Quinto, el sentido de reafirmación ciudadana de la españolidad en unas ciudades cuya cultura y población es mayoritariamente cristiano-occidental, donde la población elige gobiernos del PP, y donde parte del colectivo musulmán defiende la españolidad del territorio. Ambos alcaldes-presidentes, en nombre de una población exultantemente eufórica por la llegada de los reyes, alegaron que esa era una visita que “une y hace más fuertes” a los ciudadanos, y que no tiene porque cerrar las puertas de “relaciones de buena vecindad con su entorno próximo” pidiendo además “respeto y amistad” a El Reino Occidental -significado etimológico de Marruecos-.

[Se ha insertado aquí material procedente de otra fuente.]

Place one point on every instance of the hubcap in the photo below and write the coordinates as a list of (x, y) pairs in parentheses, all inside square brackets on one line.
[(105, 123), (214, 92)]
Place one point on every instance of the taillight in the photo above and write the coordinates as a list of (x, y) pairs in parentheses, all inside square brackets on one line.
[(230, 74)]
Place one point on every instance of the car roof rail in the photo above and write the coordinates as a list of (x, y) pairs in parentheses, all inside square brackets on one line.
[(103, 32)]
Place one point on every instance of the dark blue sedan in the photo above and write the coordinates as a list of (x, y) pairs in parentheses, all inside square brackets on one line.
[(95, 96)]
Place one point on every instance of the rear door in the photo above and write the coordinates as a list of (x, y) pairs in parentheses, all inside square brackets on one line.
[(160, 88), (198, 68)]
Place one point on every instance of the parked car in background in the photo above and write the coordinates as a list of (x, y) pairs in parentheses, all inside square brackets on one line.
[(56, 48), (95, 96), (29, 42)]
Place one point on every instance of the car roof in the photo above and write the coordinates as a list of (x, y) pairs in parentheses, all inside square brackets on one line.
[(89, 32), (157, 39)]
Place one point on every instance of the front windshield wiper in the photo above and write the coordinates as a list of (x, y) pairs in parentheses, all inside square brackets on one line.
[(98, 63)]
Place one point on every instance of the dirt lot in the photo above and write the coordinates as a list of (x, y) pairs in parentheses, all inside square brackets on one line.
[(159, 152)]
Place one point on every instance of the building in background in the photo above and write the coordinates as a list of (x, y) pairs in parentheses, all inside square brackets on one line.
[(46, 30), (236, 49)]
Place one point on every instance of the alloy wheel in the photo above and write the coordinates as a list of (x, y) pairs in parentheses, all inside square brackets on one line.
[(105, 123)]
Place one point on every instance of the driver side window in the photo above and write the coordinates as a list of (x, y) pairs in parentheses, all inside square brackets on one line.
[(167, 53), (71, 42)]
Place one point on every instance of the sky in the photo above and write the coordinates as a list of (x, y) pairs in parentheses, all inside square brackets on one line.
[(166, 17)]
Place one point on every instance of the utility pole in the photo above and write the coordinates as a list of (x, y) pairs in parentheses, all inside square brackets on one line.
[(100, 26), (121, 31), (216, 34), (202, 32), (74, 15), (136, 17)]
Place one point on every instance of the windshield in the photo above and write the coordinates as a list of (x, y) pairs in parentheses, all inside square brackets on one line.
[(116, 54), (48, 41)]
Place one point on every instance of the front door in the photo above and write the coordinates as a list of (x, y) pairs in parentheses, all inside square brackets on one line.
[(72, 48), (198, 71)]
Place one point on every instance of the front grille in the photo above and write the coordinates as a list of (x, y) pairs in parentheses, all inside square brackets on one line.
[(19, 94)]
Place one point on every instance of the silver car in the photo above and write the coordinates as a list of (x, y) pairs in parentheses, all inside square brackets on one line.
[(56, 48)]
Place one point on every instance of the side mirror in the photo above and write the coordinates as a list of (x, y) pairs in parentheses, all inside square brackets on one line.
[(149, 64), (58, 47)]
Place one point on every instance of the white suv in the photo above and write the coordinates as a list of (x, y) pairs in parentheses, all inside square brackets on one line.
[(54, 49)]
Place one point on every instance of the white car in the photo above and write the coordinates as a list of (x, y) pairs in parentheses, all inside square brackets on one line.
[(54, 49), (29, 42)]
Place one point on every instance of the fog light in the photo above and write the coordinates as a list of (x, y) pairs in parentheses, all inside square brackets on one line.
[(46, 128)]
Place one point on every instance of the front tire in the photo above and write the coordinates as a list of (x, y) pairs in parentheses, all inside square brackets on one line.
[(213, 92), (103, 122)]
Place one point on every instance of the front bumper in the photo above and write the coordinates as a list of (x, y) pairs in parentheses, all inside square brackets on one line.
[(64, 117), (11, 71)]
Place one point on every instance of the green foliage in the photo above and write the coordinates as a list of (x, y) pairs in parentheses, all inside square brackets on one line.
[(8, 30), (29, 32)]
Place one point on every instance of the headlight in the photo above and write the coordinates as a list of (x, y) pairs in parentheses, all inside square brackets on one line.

Y sexto, que Marruecos se entrometa en los asuntos normales de la vida diplomática española llamando a consultas sin pretender la ruptura diplomática, haciendo creer que peligran las buenas relaciones económicas que ambos países mantienen desde que Zapatero está en el poder. Desde luego, es mejor evitar ciertas polémicas que advertir de ciertas “contundencias y determinaciones” como hacía Aznar. Porque nadie se baja las bragas si el fin es defender lo que más nos importa mientras Marruecos no se exceda en sus invectivas diplomáticas, es decir, la economía española. Lo que no se puede decir, como hace German Yanke, es que esas hipotéticas -que reales- relaciones de buena amistad entre ambos países son sólo retórica del presidente, porque si no, no ocurren estas cosas según él. Porque es innegable la cooperación en materia de inmigración -reduciendo la ilegal en un 50-60%, y aumentando con contrataciones en un 145% las legales-, el tráfico de drogas y la cooperación contra el terrorismo-desarticulando más de 380 redes mafiosas en territorio marroquí-, la cooperación judicial -con un compromiso añadido de control de las fronteras por parte del país alauí-, la promoción de inversiones españolas -convirtiendo a España en el segundo país proveedor en Marruecos haciendo de él el principal mercado de exportaciones en África con un 37% del total, y después de Francia, en el segundo país inversor-, la ayuda española al desarrollo marroquí, o el establecimiento de vínculos crecientes entre las respectivas sociedades civiles, turismo, pesca, etc.